Publication Date

5-2013

Type of Culminating Activity

Thesis

Degree Title

Master of Arts in English, Literature

Department

English

Supervisory Committee Chair

Cheryl Hindrichs

Abstract

In nineteenth-century Ireland, the Celtic Revival established an Irish identity in opposition to British colonialism through a nativist construction of true Irishness based on premodern, precolonial Celtic mythology, language, and culture. This created a primitive Irish identity situated in a binomial dialectic with a civilized British identity, establishing the Irish as an internal Other for the British imperial self. This effectively justified British colonialism as a necessary catalyst in a teleological progression intended to save Ireland from the uncivilized Irish. This thesis explores how Joyce’s appropriation of literary artifacts of Celtic mythology in “The Dead,” specifically the sovereignty goddess mythology and its subcategory, the aisling story’s spéirbhean, inaugurates the possibility of an Irish identity that counters the Revival’s self-Othering. Joyce achieves this effect by underwriting Gabriel Conroy’s modernity with premodern mythology in order to realize an identity informed simultaneously by both. The famous ambiguity of Gabriel Conroy’s final epiphany suggests that the Irish of the early-twentieth century were perhaps unable to achieve a truly discursive conceptualization of Irish identity, continuing to rely on the primitive/civilized binomial.
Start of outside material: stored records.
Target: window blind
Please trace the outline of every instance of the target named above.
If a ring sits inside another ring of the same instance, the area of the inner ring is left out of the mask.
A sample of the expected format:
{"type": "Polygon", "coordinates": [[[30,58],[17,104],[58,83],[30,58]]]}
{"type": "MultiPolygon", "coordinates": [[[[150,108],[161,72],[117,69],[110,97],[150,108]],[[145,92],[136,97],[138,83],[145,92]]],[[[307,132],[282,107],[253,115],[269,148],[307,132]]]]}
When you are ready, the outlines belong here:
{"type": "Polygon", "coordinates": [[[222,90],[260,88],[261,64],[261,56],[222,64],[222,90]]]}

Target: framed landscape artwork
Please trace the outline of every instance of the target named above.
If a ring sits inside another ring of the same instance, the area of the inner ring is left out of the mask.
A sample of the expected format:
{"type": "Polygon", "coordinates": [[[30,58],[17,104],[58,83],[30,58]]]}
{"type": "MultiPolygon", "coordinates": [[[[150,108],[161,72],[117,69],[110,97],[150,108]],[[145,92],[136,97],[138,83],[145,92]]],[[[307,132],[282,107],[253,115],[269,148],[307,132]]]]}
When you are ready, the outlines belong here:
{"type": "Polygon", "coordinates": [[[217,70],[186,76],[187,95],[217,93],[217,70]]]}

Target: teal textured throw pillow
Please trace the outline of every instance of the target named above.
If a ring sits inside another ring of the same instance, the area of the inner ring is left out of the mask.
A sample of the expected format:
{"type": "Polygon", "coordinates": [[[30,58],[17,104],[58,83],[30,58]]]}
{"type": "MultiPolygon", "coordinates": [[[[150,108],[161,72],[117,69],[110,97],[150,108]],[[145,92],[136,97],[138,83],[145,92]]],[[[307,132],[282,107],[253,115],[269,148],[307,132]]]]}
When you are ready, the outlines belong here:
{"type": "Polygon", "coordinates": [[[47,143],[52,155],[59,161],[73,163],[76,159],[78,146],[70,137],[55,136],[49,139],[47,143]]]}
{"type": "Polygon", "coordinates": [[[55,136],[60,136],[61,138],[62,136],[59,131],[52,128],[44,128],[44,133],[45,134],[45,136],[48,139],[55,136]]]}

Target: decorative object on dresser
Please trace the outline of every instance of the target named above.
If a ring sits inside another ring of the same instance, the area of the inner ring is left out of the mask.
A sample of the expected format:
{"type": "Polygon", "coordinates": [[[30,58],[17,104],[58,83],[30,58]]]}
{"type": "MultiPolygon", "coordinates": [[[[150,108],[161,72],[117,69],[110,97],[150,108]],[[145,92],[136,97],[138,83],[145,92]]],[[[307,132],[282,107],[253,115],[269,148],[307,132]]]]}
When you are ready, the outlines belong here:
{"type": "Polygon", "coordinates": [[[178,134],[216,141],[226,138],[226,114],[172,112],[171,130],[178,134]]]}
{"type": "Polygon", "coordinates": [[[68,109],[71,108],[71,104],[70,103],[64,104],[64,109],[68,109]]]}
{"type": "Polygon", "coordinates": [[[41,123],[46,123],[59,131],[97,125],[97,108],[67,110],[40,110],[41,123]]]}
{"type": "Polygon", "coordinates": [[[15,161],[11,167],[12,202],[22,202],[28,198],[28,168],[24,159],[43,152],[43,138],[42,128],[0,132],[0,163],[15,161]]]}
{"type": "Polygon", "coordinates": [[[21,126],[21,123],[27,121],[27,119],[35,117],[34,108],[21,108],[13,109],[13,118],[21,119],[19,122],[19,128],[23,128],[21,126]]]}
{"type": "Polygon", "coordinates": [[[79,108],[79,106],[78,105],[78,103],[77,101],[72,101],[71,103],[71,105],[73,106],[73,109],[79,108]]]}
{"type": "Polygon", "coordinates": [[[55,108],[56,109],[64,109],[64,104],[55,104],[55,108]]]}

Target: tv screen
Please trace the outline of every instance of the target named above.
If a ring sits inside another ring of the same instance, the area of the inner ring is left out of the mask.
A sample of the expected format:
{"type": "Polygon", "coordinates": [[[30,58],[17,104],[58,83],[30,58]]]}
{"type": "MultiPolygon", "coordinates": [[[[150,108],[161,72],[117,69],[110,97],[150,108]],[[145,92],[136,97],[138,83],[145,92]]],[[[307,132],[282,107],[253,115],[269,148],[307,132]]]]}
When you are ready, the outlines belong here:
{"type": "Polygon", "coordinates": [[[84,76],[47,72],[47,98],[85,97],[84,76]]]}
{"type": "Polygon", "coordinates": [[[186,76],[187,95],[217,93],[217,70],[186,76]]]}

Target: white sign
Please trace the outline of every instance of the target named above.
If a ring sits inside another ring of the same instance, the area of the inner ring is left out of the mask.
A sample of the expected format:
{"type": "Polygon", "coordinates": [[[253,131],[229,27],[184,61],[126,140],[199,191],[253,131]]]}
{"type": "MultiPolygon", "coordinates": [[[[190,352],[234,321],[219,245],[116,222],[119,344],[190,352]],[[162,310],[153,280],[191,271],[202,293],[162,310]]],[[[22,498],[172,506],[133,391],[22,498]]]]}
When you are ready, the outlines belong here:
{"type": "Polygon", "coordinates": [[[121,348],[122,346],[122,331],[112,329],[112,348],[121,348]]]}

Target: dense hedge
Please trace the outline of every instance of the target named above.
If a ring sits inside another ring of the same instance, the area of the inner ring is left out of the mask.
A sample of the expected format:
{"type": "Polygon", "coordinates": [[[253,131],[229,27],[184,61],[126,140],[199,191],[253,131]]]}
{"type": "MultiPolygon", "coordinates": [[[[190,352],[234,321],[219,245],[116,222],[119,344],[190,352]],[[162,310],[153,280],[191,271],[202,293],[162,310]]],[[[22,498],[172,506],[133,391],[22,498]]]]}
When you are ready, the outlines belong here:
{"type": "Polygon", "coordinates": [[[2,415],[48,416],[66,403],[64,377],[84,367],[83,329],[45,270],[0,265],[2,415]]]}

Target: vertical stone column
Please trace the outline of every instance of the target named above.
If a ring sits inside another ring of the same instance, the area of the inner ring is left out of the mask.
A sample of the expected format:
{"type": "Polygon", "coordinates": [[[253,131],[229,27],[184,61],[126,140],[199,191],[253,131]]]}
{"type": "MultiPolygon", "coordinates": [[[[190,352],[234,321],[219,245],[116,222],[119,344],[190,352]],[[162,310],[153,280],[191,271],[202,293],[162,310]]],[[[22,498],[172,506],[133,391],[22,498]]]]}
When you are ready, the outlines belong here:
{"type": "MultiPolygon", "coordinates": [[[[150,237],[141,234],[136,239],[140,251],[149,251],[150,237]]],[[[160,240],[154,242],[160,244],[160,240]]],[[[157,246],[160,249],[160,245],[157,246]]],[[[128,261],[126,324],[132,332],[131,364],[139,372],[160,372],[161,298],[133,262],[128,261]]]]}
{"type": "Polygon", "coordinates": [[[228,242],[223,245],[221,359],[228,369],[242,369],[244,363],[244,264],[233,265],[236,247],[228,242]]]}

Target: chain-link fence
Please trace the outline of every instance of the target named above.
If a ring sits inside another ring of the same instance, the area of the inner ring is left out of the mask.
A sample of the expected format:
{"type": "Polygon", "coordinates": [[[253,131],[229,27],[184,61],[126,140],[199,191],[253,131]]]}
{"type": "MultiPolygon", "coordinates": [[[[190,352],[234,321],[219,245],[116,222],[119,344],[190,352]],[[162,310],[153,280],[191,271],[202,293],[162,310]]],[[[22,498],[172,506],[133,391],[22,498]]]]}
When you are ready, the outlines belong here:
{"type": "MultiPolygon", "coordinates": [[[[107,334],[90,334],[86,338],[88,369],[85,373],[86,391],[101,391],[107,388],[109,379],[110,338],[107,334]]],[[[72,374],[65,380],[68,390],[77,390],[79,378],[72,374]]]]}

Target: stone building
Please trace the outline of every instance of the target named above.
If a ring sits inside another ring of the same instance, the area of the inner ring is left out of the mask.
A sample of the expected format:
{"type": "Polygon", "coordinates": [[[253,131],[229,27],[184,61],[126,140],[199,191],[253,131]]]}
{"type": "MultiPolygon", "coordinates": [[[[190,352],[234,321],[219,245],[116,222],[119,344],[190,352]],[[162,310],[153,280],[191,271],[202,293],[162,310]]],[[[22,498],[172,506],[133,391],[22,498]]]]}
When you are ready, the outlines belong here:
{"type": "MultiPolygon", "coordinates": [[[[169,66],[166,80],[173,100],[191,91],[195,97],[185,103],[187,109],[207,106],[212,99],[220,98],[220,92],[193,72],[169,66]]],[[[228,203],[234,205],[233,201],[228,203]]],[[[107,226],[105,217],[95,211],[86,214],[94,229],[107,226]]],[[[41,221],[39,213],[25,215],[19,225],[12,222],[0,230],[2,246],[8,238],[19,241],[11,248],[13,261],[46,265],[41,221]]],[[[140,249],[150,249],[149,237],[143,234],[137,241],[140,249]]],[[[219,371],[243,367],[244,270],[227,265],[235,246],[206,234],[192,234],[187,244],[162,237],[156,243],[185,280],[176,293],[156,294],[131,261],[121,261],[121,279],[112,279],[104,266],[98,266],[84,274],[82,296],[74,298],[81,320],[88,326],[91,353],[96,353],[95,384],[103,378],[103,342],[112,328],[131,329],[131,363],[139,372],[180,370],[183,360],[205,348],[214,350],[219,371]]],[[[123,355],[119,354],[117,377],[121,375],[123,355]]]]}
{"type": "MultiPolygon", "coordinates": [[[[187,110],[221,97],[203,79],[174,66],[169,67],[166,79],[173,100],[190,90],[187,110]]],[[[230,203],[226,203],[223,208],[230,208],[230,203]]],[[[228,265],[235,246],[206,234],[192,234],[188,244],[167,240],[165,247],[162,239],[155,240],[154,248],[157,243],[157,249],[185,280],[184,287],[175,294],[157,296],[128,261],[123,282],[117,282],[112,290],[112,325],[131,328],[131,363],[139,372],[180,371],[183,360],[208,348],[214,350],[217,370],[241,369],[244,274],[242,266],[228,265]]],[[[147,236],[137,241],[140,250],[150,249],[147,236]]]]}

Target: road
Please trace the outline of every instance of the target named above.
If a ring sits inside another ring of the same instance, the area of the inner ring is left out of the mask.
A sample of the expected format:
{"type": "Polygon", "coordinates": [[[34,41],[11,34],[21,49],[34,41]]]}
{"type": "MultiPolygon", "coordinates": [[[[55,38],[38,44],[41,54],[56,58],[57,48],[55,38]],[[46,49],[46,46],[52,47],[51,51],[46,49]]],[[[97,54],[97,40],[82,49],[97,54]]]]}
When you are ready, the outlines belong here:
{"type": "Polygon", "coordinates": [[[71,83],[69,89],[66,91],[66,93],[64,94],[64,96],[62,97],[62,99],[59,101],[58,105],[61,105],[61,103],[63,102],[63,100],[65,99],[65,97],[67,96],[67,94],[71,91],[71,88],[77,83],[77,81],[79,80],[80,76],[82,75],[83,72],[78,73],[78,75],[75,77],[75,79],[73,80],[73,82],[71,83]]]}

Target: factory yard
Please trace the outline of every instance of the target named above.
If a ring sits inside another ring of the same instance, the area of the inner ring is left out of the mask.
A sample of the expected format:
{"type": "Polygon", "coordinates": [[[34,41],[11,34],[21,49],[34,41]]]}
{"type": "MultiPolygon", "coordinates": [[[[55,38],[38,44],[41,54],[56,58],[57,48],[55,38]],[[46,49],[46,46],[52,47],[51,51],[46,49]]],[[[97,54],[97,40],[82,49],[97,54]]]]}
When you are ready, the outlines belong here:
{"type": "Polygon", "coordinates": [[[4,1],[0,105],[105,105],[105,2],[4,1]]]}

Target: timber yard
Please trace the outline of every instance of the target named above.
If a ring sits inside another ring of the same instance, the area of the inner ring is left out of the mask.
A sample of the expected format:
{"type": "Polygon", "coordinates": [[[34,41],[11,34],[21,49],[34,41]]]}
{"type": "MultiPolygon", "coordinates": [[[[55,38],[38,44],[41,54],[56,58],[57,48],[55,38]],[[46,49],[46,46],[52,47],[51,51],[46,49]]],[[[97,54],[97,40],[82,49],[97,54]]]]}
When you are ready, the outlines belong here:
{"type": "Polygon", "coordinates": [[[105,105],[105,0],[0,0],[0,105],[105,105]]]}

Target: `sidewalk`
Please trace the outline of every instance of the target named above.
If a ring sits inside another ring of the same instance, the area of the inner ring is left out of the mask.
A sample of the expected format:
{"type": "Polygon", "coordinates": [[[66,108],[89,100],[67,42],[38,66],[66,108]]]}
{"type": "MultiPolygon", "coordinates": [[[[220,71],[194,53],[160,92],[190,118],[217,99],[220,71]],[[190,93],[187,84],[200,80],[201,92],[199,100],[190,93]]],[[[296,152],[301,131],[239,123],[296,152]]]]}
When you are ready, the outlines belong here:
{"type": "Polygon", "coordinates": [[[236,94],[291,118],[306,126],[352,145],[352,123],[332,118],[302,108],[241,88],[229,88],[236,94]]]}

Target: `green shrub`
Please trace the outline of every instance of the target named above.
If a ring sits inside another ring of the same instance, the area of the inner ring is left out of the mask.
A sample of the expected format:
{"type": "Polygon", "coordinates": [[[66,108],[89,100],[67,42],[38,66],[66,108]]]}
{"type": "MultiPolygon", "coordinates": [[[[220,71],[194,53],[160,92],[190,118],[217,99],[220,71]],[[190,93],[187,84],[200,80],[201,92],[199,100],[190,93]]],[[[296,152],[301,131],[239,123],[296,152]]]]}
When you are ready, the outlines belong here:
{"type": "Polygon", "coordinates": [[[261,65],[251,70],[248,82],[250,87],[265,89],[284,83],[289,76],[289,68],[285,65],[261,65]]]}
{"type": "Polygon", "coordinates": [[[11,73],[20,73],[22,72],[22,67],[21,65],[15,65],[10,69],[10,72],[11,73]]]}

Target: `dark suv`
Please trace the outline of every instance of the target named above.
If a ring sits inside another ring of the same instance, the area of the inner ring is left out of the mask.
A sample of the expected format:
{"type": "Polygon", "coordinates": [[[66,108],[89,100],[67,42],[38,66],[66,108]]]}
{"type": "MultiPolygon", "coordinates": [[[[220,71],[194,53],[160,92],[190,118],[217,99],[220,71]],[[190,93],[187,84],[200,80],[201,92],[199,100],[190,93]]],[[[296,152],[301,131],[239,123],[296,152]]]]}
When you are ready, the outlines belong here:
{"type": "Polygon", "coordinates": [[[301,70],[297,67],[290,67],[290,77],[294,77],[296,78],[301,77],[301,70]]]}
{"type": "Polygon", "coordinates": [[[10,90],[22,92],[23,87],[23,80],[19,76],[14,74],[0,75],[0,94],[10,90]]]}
However, by creating an awareness of the colonial binomial in Revivalist identity formation, “The Dead” inaugurates a new space of possible identity construction in the reader’s consciousness. As evident by Joyce’s influence on the work of contemporary Irish authors such as Paul Muldoon, Seames Deane, and Seamus Heaney, a truly discursive Irish identity—one that encompasses “all the living and the dead” of a multivalent Ireland spanning the premodern, modern, and postmodern eras—is eventually realized.